Le CPU n’est plus en second rôle
Ce qui rend Vera particulièrement intéressant, ce n’est pas seulement la puce en soi, mais le changement de paradigme qu’elle implique. L’infrastructure IA devient plus hétérogène et dépendante d’un équilibre entre ses composants. Une GPU très puissante peut être limitée par le stockage, le réseau, la mémoire, le CPU, la planification, les données ou le software. La vitesse d’un agent dépendra de la performance globale du système.
Cela oblige les équipes d’infrastructure à poser de nouvelles questions. Ce n’est plus suffisant de regarder des TFLOPS, la mémoire GPU ou le nombre d’accélérateurs par rack. Il faut mesurer combien de temps un agent met pour réaliser une tâche réelle, combien de tours il doit faire, quelle partie du temps est consacrée au modèle, aux outils, à la latence du sandbox, combien une requête met à s’exécuter, quels données circulent, et où le système se bloque.
Vera représente une réponse claire à cette transition : des CPU multifilaires, oui, mais conçues pour que chaque cœur reste rapide sous charge. Si l’ère des agents fait que chaque seconde d’attente coûte cher, la performance monothread à l’échelle devient une variable bien plus qu’un simple détail architectural.

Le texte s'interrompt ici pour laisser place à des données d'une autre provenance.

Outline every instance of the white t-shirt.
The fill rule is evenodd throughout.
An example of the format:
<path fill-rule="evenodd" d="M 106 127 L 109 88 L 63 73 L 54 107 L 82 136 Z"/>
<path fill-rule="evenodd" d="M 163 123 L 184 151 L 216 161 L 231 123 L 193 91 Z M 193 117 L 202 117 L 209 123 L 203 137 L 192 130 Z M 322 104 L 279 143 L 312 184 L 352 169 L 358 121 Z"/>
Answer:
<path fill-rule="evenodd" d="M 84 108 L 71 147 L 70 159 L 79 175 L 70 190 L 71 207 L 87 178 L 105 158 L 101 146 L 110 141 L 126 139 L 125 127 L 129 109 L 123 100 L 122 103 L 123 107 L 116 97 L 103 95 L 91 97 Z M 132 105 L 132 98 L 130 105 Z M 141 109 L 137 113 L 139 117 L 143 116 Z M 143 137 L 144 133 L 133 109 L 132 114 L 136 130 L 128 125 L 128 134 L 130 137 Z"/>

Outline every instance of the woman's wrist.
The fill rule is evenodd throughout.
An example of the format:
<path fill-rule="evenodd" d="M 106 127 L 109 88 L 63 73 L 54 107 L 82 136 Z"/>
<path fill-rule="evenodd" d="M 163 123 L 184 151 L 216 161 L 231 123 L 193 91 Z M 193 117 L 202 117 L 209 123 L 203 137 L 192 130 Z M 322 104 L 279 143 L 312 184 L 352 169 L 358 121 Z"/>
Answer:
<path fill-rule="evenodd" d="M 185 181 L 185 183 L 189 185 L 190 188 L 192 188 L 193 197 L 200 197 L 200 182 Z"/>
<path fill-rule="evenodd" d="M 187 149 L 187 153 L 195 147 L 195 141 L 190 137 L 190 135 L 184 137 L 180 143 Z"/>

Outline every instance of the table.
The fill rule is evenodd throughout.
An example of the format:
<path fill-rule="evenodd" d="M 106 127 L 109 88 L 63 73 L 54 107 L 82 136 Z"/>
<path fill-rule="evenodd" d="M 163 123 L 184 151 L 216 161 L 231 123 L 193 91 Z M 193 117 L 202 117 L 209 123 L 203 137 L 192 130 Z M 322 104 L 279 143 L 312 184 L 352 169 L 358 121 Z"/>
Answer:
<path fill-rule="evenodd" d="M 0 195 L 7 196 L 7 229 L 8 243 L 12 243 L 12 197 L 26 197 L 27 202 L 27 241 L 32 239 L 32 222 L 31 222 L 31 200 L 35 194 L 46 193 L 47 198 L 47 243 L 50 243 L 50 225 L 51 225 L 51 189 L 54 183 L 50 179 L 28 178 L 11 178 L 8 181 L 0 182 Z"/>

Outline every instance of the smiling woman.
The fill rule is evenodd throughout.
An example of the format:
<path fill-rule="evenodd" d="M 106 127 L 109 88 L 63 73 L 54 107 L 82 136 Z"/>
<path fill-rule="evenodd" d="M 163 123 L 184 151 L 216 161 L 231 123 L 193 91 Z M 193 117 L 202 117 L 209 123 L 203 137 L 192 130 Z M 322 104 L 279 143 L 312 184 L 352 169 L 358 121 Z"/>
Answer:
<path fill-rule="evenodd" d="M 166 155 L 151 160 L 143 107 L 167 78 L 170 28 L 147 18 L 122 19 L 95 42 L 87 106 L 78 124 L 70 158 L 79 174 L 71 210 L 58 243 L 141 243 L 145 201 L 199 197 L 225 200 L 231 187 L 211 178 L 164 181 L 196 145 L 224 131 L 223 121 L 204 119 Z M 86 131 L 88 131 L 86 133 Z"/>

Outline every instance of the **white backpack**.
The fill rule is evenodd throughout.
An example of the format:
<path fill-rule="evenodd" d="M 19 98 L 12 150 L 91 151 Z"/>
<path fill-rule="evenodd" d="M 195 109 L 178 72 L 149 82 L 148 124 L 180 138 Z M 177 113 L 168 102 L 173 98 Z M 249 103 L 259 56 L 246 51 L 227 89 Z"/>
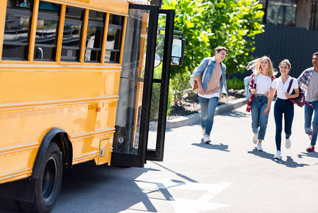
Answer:
<path fill-rule="evenodd" d="M 208 62 L 208 65 L 207 65 L 207 67 L 205 67 L 205 70 L 203 72 L 203 75 L 202 75 L 201 82 L 203 81 L 204 77 L 205 76 L 205 73 L 207 72 L 208 68 L 209 67 L 209 66 L 211 64 L 211 62 L 212 62 L 212 58 L 209 58 L 209 62 Z M 198 89 L 198 84 L 196 83 L 196 80 L 195 80 L 195 72 L 197 71 L 197 70 L 198 70 L 198 67 L 194 68 L 193 72 L 192 72 L 192 74 L 190 75 L 190 84 L 191 85 L 191 88 L 193 90 Z"/>

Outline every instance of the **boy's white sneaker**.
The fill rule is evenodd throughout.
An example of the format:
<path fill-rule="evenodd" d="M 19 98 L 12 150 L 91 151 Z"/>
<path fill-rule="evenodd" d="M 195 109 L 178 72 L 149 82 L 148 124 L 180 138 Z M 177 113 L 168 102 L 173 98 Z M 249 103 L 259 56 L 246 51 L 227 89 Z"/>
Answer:
<path fill-rule="evenodd" d="M 280 156 L 280 151 L 277 151 L 276 154 L 274 155 L 274 159 L 280 159 L 281 156 Z"/>
<path fill-rule="evenodd" d="M 290 139 L 285 138 L 285 146 L 286 147 L 286 148 L 290 148 L 291 146 L 292 146 L 292 142 L 290 141 Z"/>
<path fill-rule="evenodd" d="M 254 143 L 254 144 L 257 143 L 257 141 L 258 141 L 258 138 L 259 138 L 259 133 L 254 133 L 254 136 L 253 136 L 253 143 Z"/>
<path fill-rule="evenodd" d="M 203 141 L 205 143 L 209 143 L 210 142 L 211 142 L 211 139 L 210 139 L 210 136 L 208 135 L 204 135 Z"/>
<path fill-rule="evenodd" d="M 257 151 L 263 151 L 263 148 L 261 147 L 261 143 L 257 143 Z"/>

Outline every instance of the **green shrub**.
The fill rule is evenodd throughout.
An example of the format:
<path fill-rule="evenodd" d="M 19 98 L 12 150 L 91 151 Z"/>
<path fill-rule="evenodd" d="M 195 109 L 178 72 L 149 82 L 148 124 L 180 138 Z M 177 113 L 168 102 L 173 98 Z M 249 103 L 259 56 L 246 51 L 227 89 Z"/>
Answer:
<path fill-rule="evenodd" d="M 236 77 L 227 81 L 227 89 L 242 89 L 244 88 L 244 82 L 242 80 L 239 80 Z"/>

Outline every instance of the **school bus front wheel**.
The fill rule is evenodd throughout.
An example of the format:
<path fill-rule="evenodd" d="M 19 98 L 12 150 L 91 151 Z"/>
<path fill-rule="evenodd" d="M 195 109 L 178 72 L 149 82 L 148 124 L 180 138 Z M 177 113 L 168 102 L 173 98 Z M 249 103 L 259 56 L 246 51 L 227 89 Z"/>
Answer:
<path fill-rule="evenodd" d="M 63 165 L 62 153 L 54 142 L 50 144 L 41 163 L 32 202 L 21 201 L 25 212 L 50 212 L 53 208 L 62 185 Z"/>

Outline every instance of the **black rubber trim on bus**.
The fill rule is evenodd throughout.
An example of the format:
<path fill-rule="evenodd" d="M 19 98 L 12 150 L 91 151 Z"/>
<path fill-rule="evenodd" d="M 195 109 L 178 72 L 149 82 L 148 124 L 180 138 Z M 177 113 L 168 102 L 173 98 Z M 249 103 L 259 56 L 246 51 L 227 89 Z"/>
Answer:
<path fill-rule="evenodd" d="M 47 149 L 50 143 L 56 136 L 59 136 L 62 139 L 64 167 L 67 168 L 72 167 L 73 160 L 73 148 L 71 141 L 68 138 L 68 135 L 67 132 L 62 129 L 53 128 L 45 134 L 42 140 L 39 150 L 38 151 L 38 154 L 36 155 L 35 160 L 34 161 L 31 179 L 37 180 L 39 178 L 40 169 L 41 168 L 41 163 L 43 160 L 44 155 L 45 155 L 46 150 Z"/>

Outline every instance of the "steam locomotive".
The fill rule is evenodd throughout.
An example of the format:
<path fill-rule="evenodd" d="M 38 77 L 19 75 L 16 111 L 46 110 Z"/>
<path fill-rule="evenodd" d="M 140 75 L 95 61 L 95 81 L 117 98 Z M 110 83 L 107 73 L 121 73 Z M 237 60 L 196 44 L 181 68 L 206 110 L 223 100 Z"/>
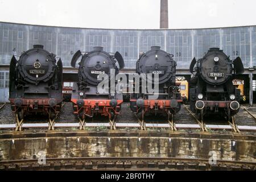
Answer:
<path fill-rule="evenodd" d="M 232 60 L 218 48 L 211 48 L 199 60 L 192 60 L 190 72 L 190 107 L 203 121 L 205 115 L 217 113 L 230 121 L 240 108 L 240 90 L 233 85 L 234 76 L 243 72 L 240 57 Z"/>
<path fill-rule="evenodd" d="M 180 109 L 181 99 L 179 86 L 175 84 L 176 67 L 177 64 L 174 60 L 173 55 L 163 50 L 158 46 L 152 46 L 151 49 L 146 53 L 142 53 L 137 62 L 136 72 L 138 74 L 144 73 L 147 83 L 151 83 L 152 88 L 158 84 L 159 89 L 154 94 L 158 94 L 156 99 L 150 98 L 152 93 L 143 92 L 142 82 L 145 79 L 140 80 L 139 93 L 131 94 L 130 109 L 136 113 L 144 122 L 144 116 L 151 114 L 167 115 L 168 120 L 172 114 Z M 149 76 L 151 73 L 151 76 Z M 158 76 L 158 83 L 155 83 L 155 80 Z"/>
<path fill-rule="evenodd" d="M 10 65 L 9 100 L 19 121 L 31 114 L 53 119 L 62 101 L 62 62 L 41 45 L 23 52 Z"/>
<path fill-rule="evenodd" d="M 71 97 L 74 113 L 78 115 L 81 121 L 84 121 L 86 117 L 92 118 L 97 114 L 113 119 L 119 114 L 123 101 L 122 94 L 111 93 L 109 89 L 104 93 L 100 92 L 97 86 L 101 81 L 98 80 L 98 77 L 105 73 L 110 78 L 112 71 L 114 71 L 115 76 L 118 73 L 116 62 L 118 63 L 119 68 L 123 68 L 123 59 L 118 52 L 115 54 L 108 53 L 101 47 L 94 47 L 93 51 L 84 52 L 83 55 L 80 51 L 77 51 L 72 59 L 72 67 L 76 67 L 76 63 L 81 56 L 79 80 L 73 85 Z M 114 81 L 115 84 L 116 81 Z M 110 82 L 111 81 L 108 83 L 109 88 Z"/>

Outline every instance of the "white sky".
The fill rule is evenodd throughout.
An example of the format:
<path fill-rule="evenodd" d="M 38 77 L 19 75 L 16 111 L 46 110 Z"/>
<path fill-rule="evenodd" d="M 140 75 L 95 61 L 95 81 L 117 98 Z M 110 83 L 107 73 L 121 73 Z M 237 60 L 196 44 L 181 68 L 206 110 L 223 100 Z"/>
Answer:
<path fill-rule="evenodd" d="M 255 0 L 168 0 L 169 28 L 256 25 Z M 160 0 L 0 0 L 0 22 L 157 29 Z"/>

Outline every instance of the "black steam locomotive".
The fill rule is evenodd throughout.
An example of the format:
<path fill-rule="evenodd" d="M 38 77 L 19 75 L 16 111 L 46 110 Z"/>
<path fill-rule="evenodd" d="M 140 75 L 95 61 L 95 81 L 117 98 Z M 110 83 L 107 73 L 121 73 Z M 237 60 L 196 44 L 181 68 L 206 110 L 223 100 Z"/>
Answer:
<path fill-rule="evenodd" d="M 72 67 L 76 67 L 81 56 L 80 51 L 76 52 L 71 61 Z M 119 114 L 123 102 L 122 93 L 110 93 L 110 89 L 102 93 L 97 87 L 101 81 L 98 80 L 100 74 L 105 73 L 110 78 L 110 71 L 114 71 L 115 76 L 118 73 L 117 61 L 119 68 L 123 68 L 124 62 L 121 55 L 118 52 L 115 54 L 106 52 L 101 47 L 94 47 L 93 51 L 82 55 L 79 63 L 79 80 L 73 85 L 71 97 L 74 113 L 78 115 L 80 122 L 84 121 L 86 117 L 92 118 L 97 114 L 108 116 L 110 120 Z M 108 83 L 109 88 L 110 82 Z M 115 80 L 114 84 L 116 84 Z"/>
<path fill-rule="evenodd" d="M 175 84 L 176 66 L 174 55 L 160 49 L 160 47 L 152 46 L 151 50 L 142 53 L 137 62 L 136 72 L 144 73 L 147 83 L 152 83 L 152 88 L 155 88 L 154 79 L 156 75 L 159 79 L 159 89 L 154 94 L 158 94 L 156 99 L 150 98 L 151 92 L 143 90 L 143 81 L 140 79 L 139 93 L 131 94 L 130 108 L 139 115 L 144 123 L 144 116 L 157 114 L 170 117 L 180 109 L 181 100 L 179 87 Z M 148 76 L 151 73 L 151 76 Z M 146 92 L 144 92 L 146 91 Z M 150 92 L 148 92 L 150 91 Z"/>
<path fill-rule="evenodd" d="M 243 72 L 240 57 L 232 60 L 218 48 L 211 48 L 205 55 L 190 65 L 196 73 L 190 81 L 191 109 L 204 116 L 217 113 L 230 121 L 240 108 L 240 90 L 232 84 L 234 76 Z"/>
<path fill-rule="evenodd" d="M 10 65 L 9 100 L 17 119 L 31 114 L 55 118 L 62 101 L 62 63 L 55 55 L 35 45 Z"/>

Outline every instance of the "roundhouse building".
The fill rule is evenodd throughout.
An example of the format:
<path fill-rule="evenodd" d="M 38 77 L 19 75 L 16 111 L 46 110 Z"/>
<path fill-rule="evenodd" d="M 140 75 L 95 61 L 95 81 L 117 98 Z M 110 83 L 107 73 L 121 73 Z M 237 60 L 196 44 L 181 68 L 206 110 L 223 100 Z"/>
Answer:
<path fill-rule="evenodd" d="M 70 62 L 79 49 L 92 51 L 102 46 L 107 52 L 119 52 L 125 67 L 123 73 L 135 72 L 139 52 L 152 46 L 174 55 L 177 75 L 190 77 L 189 67 L 194 57 L 202 57 L 210 47 L 219 47 L 232 59 L 240 56 L 245 71 L 247 100 L 256 96 L 256 26 L 205 29 L 117 30 L 49 27 L 0 22 L 0 102 L 9 96 L 9 65 L 13 54 L 20 55 L 34 44 L 42 44 L 57 57 L 64 67 L 64 81 L 76 79 L 77 70 Z M 254 101 L 255 102 L 255 101 Z"/>

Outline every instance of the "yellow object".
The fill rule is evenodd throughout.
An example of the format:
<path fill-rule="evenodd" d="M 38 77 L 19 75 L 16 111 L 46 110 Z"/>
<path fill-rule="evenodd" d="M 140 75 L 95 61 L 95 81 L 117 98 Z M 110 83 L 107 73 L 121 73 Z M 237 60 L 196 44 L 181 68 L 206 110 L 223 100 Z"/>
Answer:
<path fill-rule="evenodd" d="M 245 82 L 242 80 L 233 80 L 233 85 L 235 86 L 238 89 L 240 89 L 240 95 L 242 97 L 243 101 L 245 101 L 246 98 L 245 96 Z"/>
<path fill-rule="evenodd" d="M 181 98 L 184 97 L 188 98 L 188 82 L 185 80 L 185 77 L 176 77 L 176 82 L 180 84 L 180 94 Z"/>

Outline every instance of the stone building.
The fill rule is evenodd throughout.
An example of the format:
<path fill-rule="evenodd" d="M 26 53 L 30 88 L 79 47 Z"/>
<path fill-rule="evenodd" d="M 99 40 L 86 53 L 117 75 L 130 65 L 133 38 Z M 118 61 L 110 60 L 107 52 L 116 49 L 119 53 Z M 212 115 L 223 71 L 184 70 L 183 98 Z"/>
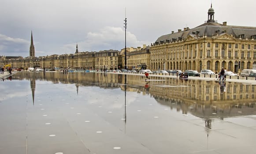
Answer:
<path fill-rule="evenodd" d="M 145 70 L 150 69 L 150 48 L 143 44 L 141 48 L 138 47 L 137 48 L 133 47 L 126 48 L 127 68 L 128 70 Z M 124 68 L 124 66 L 121 65 L 124 64 L 125 49 L 121 50 L 121 56 L 123 58 L 120 59 L 120 66 Z"/>
<path fill-rule="evenodd" d="M 151 44 L 152 70 L 204 69 L 222 67 L 239 73 L 256 62 L 256 27 L 229 26 L 214 20 L 211 5 L 207 22 L 162 36 Z"/>

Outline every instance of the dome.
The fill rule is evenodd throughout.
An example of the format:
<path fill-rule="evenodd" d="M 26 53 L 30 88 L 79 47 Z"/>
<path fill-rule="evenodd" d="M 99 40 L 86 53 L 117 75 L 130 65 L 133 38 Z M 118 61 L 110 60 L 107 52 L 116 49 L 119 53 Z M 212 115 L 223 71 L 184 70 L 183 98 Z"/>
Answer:
<path fill-rule="evenodd" d="M 214 13 L 214 9 L 211 7 L 208 10 L 208 13 Z"/>
<path fill-rule="evenodd" d="M 209 10 L 208 10 L 208 14 L 211 13 L 214 13 L 214 9 L 213 9 L 213 8 L 212 8 L 212 4 L 211 4 L 211 8 L 210 8 Z"/>

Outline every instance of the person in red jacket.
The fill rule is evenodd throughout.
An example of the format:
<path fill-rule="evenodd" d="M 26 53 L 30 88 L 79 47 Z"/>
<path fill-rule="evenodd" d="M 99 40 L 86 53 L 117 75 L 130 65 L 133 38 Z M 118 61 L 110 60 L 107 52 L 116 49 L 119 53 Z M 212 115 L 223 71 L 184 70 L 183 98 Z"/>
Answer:
<path fill-rule="evenodd" d="M 146 76 L 146 80 L 147 80 L 147 79 L 148 78 L 148 76 L 149 75 L 149 74 L 148 74 L 148 73 L 147 72 L 145 72 L 145 76 Z"/>

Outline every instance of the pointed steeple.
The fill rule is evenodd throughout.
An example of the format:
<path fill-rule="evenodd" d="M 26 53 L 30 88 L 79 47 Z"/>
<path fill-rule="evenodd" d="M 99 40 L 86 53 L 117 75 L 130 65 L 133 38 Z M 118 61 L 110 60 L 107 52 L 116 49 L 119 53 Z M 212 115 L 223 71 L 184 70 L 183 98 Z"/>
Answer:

Les GPU continueront à dominer, mais dans l’IA orientée agent, une part croissante des opérations importantes se situe entre deux appels au modèle. C’est dans ce domaine que NVIDIA souhaite positionner Vera.
Questions fréquentes
Qu’est-ce que NVIDIA Vera ?
Une CPU de NVIDIA pour centres de données IA, conçue pour un haut rendement par cœur, une largeur de bande mémoire élevée et des charges orientées agent avec de nombreux pas séquentiels.
Pourquoi le rendement monothread est-il crucial pour l’IA ?
Parce qu’un grand nombre d’étapes dépendent du résultat de l’étape précédente. Si un outil, un test ou une requête est plus lent, tout le cycle en pâtit.
Vera remplace-t-elle les GPU ?
Non, elle est conçue pour travailler aux côtés des GPU, pour accélérer les tâches CPU liées au modèle : outils, code, données, vérification et orchestration.
En quoi Vera diffère-t-elle des CPUs traditionnels de centres de données ?
Elle combine 88 cœurs Olympus, un rendement élevé par cœur, 1,2 To/s de mémoire LPDDR5X et une interconnexion interne de 3,4 To/s entre cœurs.
Les chiffres de rendement sont-ils indépendants ?
Les chiffres cités viennent de NVIDIA et de partenaires comme Perplexity, Starburst ou Redpanda. Chaque organisation doit les valider dans ses propres environnements et charges réelles.